From 1957 until 1976, while continuing to serve at Mt. Olive, Manz was called to Concordia College, St. Paul (now Concordia University, St. Paul), as professor and chair of the Division of Fine Arts. He left that position in 1976 to return to full-time parish service at Mt. Olive as its cantor. During his time there Paul developed the hymn festival for which he eventually became known throughout the world. Having heard his first hymn festival in 1945, Paul recast the format, adding the unique approach of bringing a number of hymns together under a theme with appropriate readings interspersed. He also brought back the ancient practice of alternation during the singing of hymns. He started doing this at weekly services at Mt. Olive, eventually exposing a wider audience to it through hymn festivals.

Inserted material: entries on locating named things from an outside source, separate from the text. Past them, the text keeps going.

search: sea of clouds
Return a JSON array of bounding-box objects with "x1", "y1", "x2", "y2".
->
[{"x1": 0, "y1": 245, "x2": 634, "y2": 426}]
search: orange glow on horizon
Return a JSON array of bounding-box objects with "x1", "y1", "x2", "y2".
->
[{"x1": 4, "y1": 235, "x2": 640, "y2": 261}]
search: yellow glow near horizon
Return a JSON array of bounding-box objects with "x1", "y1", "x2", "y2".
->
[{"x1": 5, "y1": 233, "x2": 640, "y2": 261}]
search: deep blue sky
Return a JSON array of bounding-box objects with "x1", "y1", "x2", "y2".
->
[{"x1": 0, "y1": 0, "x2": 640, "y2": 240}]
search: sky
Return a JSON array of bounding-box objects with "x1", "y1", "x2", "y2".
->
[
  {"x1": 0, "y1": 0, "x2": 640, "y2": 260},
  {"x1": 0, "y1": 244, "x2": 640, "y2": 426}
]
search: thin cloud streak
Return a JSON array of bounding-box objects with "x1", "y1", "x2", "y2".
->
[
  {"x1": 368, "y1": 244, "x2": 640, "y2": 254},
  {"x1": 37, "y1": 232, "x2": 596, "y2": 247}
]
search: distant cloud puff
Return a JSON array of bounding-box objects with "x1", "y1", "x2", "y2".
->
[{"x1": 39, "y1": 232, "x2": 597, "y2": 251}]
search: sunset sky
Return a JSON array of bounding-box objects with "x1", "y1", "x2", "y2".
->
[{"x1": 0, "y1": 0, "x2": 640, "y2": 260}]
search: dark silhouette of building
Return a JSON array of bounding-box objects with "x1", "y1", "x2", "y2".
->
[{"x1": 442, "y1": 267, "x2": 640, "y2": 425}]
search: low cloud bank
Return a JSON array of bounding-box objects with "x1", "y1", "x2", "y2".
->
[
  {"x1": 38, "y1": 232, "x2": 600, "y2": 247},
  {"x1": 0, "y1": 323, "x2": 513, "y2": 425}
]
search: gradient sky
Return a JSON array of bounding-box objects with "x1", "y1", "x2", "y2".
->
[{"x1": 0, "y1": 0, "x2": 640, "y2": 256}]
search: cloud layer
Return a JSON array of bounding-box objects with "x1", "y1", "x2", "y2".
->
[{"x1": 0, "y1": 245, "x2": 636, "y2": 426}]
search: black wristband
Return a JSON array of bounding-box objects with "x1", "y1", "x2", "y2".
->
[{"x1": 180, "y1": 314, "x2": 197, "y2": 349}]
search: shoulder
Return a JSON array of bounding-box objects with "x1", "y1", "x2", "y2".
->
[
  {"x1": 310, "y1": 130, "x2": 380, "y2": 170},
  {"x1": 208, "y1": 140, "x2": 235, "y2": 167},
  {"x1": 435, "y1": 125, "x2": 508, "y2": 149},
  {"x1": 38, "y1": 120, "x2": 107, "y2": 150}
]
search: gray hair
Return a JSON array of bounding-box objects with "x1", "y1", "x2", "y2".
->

His idea for the hymn festival began to germinate when he presented annual organ recitals at Mt. Olive: "I would always begin and end with a hymn; many people would come to those recitals, and I found that they thoroughly enjoyed singing the hymns. So finally, instead of doing a recital with a hymn at the beginning and the end, I did a program with hymns only. It caught on like wildfire, and I have subsequently presented hymn festivals all over the world."

==Selected works==

His musical compositions are internationally known. His organ works are extensively used in worship services, recitals and in teaching. His choral music is widely used by church and college choirs here and abroad. His motet, "E'en So, Lord Jesus, Quickly Come" is regarded as a classic and has been frequently recorded. His life and works are the subject of a doctoral dissertation which details his career spanning more than fifty years and analyzes his organ works.